No pós-operatório, a sensação de pressão foi maior no lado controle vs. lado tamponado com NasoPore. Nos 2º e 30º dias do pós-operatório, essa observação não foi estatisticamente significante. No 10º dia, a sensação de pressão foi maior no lado controle, o que resultou em diferença significante (p < 0,04). Em nossa opinião, essa diferença foi causada pela absorção do NasoPore, pela estabilidade do tamponamento com a tira de gaze e a formação de coágulos sanguíneos em torno do material. Ao que parece, o conforto do paciente aumenta com o uso do tampão absorvível. Outros autores chegaram às mesmas observações.4,5,10
Em geral, parâmetros como bloqueio nasal, dor de cabeça e dor nasal foram inferiores no lado com NasoPore vs. lado controle. No 10º dia, observamos uma redução estatisticamente significante no bloqueio nasal (p < 0,02) no lado do NasoPore. Esse achado ocorreu devido à reabsorção do material de tamponamento com menos debris no meato médio, em comparação com um maior volume de secreção e de edema decorrentes do uso do tampão de gaze no outro lado. Contudo, não foram observadas diferenças estatisticamente significantes para os parâmetros observados durante o seguimento, mas, aparentemente, os pacientes sentiram-se muito mais confortáveis no lado tratado com NasoPore. As mesmas observações foram feitas por outros autores, que compararam o uso de diferentes materiais absorvíveis e não absorvíveis para tamponamento.3,5,6,10 O estudo demonstrou que NasoPore não diminui significativamente o risco de sangramento pós-operatório. Os mesmos resultados foram observados para outros materiais de tamponamento absorvíveis e não absorvíveis.5–7,9,10
Em nosso estudo, não observamos qualquer diferença estatisticamente significante entre os materiais de tamponamento empregados com relação à formação de sinequias ou ocorrência de infecção.5,10 Por outro lado, se o paciente não fizesse lavagens nasais frequentes no período pós-operatório imediato, a formação de sinequias seria altamente provável. O material parcialmente dissolvido e todo os debris deveriam ser succionados ou eliminados por lavagem, se permanecessem no local por mais de 10 dias. Os restos do NasoPore poderiam formar uma ponte entre a concha média e a parede lateral do nariz como ponto de formação de sinequias.8 Mas deve-se ter em mente que alguns materiais absorvíveis, ou seus remanescentes, podem ser incorporados à mucosa no processo de regeneração ou podem ativar a osteogênese e acarretar a formação de sinequias. Esse processo é responsável por uma cicatrização mais lenta da mucosa, conforme descrito por Shoman.5 Em nosso estudo, observamos um processo de reepitelização melhor (estatisticamente significante) no lado tamponado com NasoPore no 10º dia (p < 0,001) e uma epitelização praticamente completa 30 dias após a cirurgia (95,7%). Acreditamos que a remoção do material de tamponamento não absorvível pode causar sangramento pela mucosa local, provocar o prolongamento no tempo de formação de crostas hemáticas e atrasar a epitelização. Apesar disso, a diferença praticamente tinha desaparecido na última visita de seguimento (p < 0,06). Os mesmos resultados foram observados por Shoman.5
Em geral, o uso do tampão NasoPore resulta em mais conforto para o paciente e em um processo de cicatrização melhor após a FESS.

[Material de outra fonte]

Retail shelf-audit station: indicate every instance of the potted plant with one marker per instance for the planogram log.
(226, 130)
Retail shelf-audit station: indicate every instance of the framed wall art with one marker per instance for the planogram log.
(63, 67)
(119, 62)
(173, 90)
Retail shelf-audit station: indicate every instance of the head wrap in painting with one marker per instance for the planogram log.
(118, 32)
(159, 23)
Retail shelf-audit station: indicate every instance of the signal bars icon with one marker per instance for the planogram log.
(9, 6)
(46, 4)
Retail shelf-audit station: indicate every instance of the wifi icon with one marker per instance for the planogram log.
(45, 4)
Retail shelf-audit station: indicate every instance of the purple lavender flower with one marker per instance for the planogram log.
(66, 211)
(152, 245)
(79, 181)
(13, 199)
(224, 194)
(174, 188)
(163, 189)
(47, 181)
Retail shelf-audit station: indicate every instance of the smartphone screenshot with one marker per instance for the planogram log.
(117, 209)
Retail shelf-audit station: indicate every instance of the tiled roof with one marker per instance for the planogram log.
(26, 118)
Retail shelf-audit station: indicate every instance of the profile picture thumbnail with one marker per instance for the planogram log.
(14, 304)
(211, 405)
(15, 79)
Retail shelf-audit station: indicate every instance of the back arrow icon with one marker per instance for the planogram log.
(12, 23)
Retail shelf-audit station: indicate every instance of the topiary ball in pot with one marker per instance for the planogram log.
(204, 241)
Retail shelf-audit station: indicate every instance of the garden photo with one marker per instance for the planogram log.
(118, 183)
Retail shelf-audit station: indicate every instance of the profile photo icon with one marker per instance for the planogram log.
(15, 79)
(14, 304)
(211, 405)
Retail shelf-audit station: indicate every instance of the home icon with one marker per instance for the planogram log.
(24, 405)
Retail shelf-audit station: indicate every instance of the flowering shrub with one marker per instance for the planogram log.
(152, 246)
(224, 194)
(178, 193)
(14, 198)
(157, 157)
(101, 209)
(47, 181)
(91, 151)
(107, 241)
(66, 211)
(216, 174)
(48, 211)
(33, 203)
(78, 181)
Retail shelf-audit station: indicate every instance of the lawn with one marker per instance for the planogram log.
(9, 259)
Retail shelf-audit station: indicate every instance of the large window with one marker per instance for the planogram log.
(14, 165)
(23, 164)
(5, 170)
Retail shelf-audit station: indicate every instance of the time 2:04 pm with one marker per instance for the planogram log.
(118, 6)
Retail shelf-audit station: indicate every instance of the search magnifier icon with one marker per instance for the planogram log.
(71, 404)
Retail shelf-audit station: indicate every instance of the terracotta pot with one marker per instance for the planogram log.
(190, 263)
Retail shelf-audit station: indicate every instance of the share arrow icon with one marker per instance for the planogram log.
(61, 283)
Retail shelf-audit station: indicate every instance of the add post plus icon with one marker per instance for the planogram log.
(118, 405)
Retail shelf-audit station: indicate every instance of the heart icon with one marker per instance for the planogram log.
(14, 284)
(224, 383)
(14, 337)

Com o emprego de um tampão NasoPore imediatamente após a FESS, pudemos reduzir significantemente a sensação de pressão e o bloqueio nasal no período pós-operatório imediato. O conforto geral do paciente foi maior, em comparação com o tradicional tampão de tira de gaze não absorvível. A cicatrização da ferida foi melhor com o uso do NasoPore, mas são necessárias futuras investigações. A aplicação intensiva de irrigação com jatos com solução salina, 3-4 vezes por dia, é imprescindível depois da cirurgia, para evitar a formação de sinequias e para uma absorção natural do tampão.